En d'autres termes, il n'y avait aucune prédiction d'envolée de l'économie sur le radar de quiconque lorsque Trump prit place dans le Bureau Ovale. Maintenant que l'économie dépasse les attentes de tout le monde, les critiques de Trump prétendent que les ingrédients étaient déjà dans le gâteau, et le gâteau déjà dans le four.

donald_trump_PNG29.pngC'est vrai, l'activité économique dépend de paramètres mondiaux sur lesquels même le Président des États-Unis n'a pas prise. Mais l'Amérique va plutôt mieux que le reste du monde aujourd'hui.

Un mauvais Président peut ralentir, voire définitivement oblitérer l'activité économique de son pays en empilant des lois destructrices les unes après les autres - voyez le Venezuela pour la feuille de route. Un bon Président ne peut pas créer la croissance par sa seule volonté, mais peut faire en sorte que le cadre légal, fiscal et juridique devienne favorable à la création d'entreprises et aux profits. L'activité économique croît alors, et avec elle l'emploi et les salaires ; et à terme, même les rentrées fiscales augmentent.

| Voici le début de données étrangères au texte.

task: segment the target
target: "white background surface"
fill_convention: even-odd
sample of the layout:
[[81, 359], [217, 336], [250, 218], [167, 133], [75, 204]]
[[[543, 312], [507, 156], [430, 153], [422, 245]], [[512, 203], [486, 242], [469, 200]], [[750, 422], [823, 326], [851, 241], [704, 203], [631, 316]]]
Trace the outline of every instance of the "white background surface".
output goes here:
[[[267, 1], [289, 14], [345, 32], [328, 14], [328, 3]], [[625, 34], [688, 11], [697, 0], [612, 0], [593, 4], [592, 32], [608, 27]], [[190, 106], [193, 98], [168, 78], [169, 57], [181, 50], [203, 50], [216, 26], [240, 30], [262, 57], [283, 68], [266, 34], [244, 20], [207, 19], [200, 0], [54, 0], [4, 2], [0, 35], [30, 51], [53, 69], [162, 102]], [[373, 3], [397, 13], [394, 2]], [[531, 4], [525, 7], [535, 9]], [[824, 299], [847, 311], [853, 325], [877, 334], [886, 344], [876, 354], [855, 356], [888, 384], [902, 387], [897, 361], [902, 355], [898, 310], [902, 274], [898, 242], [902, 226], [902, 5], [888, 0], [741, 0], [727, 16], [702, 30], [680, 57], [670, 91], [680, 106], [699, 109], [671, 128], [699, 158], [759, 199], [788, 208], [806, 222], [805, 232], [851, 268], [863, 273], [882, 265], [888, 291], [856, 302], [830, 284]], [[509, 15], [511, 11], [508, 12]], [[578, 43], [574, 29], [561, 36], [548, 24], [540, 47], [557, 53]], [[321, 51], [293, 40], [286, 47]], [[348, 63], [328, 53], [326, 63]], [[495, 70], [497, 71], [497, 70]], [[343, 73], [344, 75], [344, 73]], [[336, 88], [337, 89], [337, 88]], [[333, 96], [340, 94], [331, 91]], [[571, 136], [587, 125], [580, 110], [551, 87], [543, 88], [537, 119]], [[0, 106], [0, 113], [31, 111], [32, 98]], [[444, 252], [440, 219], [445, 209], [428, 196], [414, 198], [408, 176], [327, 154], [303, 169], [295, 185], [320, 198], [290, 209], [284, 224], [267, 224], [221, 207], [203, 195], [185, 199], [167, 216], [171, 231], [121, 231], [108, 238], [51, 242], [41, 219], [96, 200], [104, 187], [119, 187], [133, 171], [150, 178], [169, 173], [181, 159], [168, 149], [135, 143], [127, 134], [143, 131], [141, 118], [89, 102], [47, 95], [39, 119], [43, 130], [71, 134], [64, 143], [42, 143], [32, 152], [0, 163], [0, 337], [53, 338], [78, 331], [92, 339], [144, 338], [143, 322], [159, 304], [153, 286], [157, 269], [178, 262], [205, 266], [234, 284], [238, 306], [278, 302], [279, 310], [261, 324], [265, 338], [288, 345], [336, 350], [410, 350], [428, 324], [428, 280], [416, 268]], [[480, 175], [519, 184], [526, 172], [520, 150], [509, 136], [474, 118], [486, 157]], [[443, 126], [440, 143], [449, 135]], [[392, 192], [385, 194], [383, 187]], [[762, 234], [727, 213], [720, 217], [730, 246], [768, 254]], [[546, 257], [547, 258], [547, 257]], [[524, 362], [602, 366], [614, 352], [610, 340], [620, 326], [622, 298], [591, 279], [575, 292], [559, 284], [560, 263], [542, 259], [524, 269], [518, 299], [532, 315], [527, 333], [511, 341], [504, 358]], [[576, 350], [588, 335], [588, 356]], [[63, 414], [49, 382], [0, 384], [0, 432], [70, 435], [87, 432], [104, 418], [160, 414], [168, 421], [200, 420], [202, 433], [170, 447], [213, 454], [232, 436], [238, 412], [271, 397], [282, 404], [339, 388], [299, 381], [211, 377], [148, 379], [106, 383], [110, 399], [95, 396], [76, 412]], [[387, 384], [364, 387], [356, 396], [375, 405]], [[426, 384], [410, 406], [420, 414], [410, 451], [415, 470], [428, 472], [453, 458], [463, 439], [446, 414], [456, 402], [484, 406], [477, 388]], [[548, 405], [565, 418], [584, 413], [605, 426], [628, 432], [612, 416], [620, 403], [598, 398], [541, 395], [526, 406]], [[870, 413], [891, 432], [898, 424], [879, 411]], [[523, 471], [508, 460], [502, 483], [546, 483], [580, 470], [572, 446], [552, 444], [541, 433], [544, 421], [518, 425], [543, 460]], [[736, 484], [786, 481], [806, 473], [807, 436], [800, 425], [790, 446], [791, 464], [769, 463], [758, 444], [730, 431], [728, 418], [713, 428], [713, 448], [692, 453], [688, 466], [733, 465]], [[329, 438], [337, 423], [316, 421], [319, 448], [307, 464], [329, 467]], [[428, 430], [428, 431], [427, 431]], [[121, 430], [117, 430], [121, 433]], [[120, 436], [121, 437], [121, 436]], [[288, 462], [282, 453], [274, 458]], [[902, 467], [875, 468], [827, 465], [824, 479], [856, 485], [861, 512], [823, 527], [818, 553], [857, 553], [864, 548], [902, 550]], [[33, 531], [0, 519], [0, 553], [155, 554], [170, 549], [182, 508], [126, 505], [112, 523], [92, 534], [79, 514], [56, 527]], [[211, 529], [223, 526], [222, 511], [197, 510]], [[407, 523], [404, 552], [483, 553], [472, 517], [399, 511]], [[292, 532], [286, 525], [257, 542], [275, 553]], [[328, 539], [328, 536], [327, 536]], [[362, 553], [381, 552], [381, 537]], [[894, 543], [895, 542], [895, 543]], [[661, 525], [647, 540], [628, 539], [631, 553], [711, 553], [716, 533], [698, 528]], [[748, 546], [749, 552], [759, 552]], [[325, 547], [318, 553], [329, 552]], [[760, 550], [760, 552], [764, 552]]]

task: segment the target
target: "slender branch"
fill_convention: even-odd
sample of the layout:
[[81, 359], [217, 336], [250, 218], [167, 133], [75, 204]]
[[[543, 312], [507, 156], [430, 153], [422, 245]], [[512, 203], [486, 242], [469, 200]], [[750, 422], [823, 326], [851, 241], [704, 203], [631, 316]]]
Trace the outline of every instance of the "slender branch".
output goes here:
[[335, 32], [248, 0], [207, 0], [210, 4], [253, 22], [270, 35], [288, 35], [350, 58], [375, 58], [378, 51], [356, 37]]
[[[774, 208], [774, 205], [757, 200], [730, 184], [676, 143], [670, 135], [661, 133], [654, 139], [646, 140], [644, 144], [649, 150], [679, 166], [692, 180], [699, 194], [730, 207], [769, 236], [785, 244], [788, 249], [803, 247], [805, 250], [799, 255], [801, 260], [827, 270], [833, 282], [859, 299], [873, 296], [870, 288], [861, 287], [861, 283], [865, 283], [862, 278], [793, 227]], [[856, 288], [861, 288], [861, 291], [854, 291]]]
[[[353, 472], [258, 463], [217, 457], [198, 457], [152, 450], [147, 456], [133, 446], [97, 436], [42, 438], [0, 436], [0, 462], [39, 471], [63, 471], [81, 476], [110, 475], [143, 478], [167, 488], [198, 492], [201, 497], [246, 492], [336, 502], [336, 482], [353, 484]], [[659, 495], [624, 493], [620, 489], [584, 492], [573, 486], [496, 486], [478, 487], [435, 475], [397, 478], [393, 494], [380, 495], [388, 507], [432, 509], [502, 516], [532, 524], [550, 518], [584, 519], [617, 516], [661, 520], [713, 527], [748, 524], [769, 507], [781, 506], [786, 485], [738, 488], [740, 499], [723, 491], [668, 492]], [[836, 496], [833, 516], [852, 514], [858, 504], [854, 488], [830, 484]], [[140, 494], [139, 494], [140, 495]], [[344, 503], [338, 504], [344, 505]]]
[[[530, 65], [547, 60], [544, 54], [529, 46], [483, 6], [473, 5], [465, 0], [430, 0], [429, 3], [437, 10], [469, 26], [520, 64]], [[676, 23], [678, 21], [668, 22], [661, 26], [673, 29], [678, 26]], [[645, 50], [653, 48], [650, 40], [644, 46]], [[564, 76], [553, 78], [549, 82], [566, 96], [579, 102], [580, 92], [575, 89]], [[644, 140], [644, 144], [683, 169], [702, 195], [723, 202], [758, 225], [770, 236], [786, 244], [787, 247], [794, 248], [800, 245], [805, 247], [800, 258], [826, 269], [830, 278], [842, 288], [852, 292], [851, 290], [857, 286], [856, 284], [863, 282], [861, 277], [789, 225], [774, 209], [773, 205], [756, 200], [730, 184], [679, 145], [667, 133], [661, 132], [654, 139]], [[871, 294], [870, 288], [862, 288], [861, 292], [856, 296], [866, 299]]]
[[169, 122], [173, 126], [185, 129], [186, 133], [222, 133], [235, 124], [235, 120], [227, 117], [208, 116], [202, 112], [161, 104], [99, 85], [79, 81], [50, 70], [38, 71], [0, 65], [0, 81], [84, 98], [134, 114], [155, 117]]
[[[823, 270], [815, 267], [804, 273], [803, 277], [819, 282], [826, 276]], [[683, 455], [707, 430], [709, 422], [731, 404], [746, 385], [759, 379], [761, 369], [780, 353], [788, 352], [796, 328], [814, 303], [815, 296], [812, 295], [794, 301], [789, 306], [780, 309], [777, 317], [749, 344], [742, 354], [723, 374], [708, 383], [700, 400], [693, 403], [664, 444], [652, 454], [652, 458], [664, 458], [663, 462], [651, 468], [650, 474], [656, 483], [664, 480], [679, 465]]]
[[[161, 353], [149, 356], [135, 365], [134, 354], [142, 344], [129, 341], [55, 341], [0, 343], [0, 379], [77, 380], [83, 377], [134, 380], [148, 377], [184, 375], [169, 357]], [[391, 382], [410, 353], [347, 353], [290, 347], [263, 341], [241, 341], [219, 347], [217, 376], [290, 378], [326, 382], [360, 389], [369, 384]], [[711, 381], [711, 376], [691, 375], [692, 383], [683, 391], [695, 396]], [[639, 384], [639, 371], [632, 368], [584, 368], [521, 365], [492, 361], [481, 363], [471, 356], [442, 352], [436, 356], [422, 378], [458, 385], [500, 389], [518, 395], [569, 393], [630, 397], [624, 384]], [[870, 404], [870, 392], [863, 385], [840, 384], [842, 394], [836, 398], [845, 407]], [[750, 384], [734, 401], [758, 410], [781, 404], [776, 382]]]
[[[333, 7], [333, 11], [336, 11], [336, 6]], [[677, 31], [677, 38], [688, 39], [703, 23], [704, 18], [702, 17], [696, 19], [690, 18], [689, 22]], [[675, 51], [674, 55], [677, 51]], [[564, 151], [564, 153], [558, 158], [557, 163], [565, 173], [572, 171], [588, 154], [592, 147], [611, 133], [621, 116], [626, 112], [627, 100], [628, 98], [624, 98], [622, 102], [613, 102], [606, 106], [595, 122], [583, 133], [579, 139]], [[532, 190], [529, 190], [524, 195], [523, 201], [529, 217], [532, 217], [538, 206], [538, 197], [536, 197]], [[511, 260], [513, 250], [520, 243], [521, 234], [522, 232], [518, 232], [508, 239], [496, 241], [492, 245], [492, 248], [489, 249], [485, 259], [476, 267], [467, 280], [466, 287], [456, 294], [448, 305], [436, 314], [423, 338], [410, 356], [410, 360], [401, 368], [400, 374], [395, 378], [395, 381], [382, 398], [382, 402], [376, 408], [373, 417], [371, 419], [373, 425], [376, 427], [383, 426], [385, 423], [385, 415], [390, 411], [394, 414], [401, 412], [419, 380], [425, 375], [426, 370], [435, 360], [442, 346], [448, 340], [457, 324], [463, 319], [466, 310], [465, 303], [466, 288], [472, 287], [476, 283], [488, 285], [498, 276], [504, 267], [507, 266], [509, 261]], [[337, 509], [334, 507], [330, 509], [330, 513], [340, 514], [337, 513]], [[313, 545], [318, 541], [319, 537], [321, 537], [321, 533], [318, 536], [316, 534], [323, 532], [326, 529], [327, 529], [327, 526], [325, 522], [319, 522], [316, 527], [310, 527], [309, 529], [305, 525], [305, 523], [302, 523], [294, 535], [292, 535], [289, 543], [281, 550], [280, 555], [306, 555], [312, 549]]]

C'est l'éternelle division entre les socialistes qui veulent changer la façon dont on distribue les parts de gâteau, et les libéraux qui font augmenter la taille du gâteau - pour tout le monde.

Quoi qu'en disent les acrimonieux médias occidentaux, les Américains se reconnaissent bien davantage dans la seconde catégorie que la première. Ainsi, l'optimisme grandit à travers la société américaine lorsque Trump remporta l'élection face à son adversaire Hillary Clinton et ses "enthousiasmantes" perspectives de stagnation. Maintenant que Trump a mis en place de nombreuses dérégulations et que la baisse de la fiscalité est sous toit, nous devrions continuer à voir une croissance américaine solide.

Les médias travaillent sans cesse à faire rentrer leur narrative dans les esprits, mais pour l'instant ils échouent. Les sondages montrent clairement que le grand public donne crédit à Trump pour l'embellie économique que traversent les États-Unis. Ils ont raison, et les médias ont tort.